Netflix announced it has reached an agreement to acquire Warner Bros. and the HBO Max streaming service from Warner Bros. Discovery, creating one of the largest entertainment companies in streaming and studio content. The transaction, which the companies said is subject to regulatory approval and other closing conditions, would bring a vast library of film and television franchises, HBO premium programming and Warner’s production studios into the Netflix ecosystem.
The deal unites Netflix’s global subscriber base and technology platform with Warner’s deep catalog of scripted series, theatrical releases and high-profile intellectual property, including DC, major film franchises and HBO originals. Company leaders described the combination as a way to accelerate content investment, broaden distribution and sharpen competition with other media conglomerates that have pursued consolidation and expanded streaming offerings.
Netflix said it plans to preserve the creative identities that have defined Warner and HBO while integrating operations to capture efficiencies across production, distribution and marketing. The companies highlighted potential benefits for creators and viewers: more consistent global rollouts, larger production budgets for tentpole projects and the opportunity to present consolidated subscription options. Industry analysts noted that combining Netflix’s scale with Warner’s franchises could create new merchandising, theatrical and streaming synergies.
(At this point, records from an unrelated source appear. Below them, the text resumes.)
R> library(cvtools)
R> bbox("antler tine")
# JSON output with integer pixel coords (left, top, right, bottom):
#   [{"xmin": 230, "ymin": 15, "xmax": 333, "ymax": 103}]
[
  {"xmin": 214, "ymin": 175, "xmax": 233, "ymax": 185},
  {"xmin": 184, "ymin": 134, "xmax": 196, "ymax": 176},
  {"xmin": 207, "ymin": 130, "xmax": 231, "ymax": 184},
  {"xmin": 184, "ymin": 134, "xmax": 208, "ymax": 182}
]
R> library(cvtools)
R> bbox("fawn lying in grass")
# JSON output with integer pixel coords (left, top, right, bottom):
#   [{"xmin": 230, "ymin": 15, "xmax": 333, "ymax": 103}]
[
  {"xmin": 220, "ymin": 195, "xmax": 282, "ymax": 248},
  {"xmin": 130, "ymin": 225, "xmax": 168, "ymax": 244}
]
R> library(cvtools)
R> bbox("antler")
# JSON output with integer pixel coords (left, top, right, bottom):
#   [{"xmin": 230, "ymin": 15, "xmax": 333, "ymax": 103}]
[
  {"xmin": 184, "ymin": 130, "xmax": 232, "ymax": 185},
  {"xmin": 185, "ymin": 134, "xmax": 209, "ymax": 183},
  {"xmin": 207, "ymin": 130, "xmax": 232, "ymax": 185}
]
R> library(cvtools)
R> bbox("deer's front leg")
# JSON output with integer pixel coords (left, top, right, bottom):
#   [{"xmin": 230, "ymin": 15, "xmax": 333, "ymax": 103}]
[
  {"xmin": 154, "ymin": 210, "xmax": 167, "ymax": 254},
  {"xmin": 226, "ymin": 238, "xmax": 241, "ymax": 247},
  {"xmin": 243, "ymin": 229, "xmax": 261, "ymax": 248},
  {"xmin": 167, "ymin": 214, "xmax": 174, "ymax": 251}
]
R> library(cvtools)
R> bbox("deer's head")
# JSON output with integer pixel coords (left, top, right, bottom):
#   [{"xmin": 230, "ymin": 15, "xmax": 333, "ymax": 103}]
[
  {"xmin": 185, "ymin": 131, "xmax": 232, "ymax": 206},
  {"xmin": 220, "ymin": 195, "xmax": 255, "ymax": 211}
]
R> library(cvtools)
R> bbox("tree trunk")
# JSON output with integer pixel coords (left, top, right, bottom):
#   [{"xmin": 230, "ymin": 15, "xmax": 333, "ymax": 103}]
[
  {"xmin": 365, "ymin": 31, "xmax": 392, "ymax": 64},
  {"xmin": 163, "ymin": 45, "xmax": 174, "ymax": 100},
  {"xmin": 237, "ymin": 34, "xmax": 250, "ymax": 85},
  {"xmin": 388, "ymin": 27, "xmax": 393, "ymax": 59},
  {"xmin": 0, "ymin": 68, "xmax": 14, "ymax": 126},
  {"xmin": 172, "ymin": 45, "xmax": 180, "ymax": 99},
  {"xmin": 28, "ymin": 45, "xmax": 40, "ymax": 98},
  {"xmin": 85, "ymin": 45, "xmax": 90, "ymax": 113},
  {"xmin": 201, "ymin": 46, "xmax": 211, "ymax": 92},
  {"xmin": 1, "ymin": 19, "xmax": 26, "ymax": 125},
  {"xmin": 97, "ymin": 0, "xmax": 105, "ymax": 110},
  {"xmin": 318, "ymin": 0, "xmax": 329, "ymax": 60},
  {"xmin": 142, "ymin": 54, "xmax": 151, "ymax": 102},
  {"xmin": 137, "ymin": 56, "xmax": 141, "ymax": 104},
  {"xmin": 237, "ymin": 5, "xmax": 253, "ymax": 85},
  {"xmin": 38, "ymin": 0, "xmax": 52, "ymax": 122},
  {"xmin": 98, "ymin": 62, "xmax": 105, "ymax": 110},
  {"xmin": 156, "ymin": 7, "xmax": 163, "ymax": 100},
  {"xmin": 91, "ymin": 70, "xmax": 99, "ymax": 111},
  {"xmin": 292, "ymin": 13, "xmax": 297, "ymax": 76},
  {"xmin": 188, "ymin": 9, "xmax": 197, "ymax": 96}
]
Regulators in the U.S. and abroad are expected to closely review the transaction for potential antitrust and competition concerns given the combined market power in streaming, content ownership and studio production. Netflix and Warner management indicated they would work with regulators and defend the deal as pro-competitive, arguing that consumers benefit from greater investment in programming and that significant rivals — including other streaming services and major studios — would continue to constrain market power.
Investors and market observers reacted swiftly, with attention on how the combined company will manage leadership, debt levels and integration costs. Analysts said integration risks include merging corporate cultures, realizing expected cost savings, and structuring distribution windows between theatrical releases and streaming. The fate of existing licensing deals, third-party partnerships and regional content agreements will be key areas of negotiation during the transition.
The companies emphasized that the transaction remains subject to final approvals and that operational details will be worked out after closing. If completed, the deal would mark a major turning point in the streaming era, signaling continued consolidation in an industry increasingly defined by scale, exclusive content and global reach.